Mushroom Bruschetta with Brie

This one is soooo easy and super delicious for an appy or just a snack for yourself! The mushrooms are super versatile too. You can put them on a steak or stir them into pasta or risotto.

What you need:

Olive oil
2 cups of roughly chopped mushrooms, different mixed ones or just button ones
1 clove of garlic, minced
1/4 tsp of dried thyme
1 pinch of dried chilli flakes
1/2 tbsp or so of fresh lemon juice
About a tbsp of butter
A few sprigs of parsley, leaves picked
Salt and pepper to taste
1 small wheel of Brie, sliced thinly
1 clove garlic, sliced in half crosswise.
1/2 a baguette or sourdough loaf, sliced

SLICE your bread and place on a baking sheet. Put your oven on low broil. Put them in when mushrooms are looking about half cooked. Watch them so they don't get burnt!

HEAT a large frying pan on medium and add a couple glugs of olive oil. When hot add your mushrooms, minced garlic, thyme and chilli flakes.
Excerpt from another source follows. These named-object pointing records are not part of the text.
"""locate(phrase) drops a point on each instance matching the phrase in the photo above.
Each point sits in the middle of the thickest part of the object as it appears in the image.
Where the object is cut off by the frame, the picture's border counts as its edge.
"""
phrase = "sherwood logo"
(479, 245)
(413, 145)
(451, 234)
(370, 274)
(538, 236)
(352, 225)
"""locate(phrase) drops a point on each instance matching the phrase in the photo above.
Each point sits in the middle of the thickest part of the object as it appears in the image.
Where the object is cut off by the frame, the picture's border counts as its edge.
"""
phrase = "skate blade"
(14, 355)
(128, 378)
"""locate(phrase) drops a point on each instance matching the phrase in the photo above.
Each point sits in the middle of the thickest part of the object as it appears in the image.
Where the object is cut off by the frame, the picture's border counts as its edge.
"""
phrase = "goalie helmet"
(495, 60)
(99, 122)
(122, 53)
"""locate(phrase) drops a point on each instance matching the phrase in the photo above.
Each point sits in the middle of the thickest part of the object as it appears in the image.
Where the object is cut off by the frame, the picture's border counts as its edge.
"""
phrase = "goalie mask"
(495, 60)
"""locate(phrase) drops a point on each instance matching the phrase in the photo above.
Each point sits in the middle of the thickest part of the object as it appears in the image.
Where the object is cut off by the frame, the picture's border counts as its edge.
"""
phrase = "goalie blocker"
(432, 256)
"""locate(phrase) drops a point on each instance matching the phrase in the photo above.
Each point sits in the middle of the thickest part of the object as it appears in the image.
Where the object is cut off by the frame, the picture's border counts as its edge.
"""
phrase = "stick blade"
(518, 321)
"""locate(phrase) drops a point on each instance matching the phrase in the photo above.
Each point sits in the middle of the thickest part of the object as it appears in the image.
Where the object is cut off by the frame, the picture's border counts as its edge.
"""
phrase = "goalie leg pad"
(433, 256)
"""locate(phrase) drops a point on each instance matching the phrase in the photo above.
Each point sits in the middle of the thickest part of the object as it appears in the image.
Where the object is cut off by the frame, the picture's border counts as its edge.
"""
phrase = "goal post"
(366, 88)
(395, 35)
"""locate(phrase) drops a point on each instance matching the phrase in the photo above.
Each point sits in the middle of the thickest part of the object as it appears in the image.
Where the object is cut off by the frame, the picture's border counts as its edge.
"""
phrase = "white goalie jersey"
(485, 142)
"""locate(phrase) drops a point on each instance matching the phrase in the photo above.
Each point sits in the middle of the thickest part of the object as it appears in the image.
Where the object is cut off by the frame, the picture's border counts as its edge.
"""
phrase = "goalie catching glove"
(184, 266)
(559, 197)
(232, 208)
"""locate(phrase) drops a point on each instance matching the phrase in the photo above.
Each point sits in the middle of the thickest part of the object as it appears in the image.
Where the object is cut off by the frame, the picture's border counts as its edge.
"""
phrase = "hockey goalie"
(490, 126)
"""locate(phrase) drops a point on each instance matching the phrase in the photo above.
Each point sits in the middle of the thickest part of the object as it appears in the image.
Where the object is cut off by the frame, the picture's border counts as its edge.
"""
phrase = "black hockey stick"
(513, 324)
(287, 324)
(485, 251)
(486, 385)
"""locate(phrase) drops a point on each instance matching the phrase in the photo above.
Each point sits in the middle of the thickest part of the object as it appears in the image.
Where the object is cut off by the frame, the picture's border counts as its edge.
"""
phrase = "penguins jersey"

Sauté for about five minutes or so or until the mushrooms are tender and brown. Add the lemon juice and butter and stir to coat everything. Add about 2 tbsp of water and stir to make a saucy type coating on the mushrooms. Add the parsley and salt and pepper to taste.

When the bread is toasted rub the cut side of the garlic over each slice and top with a slice of Brie. Put them back in the oven to melt the Brie a bit. Then top them with the mushrooms.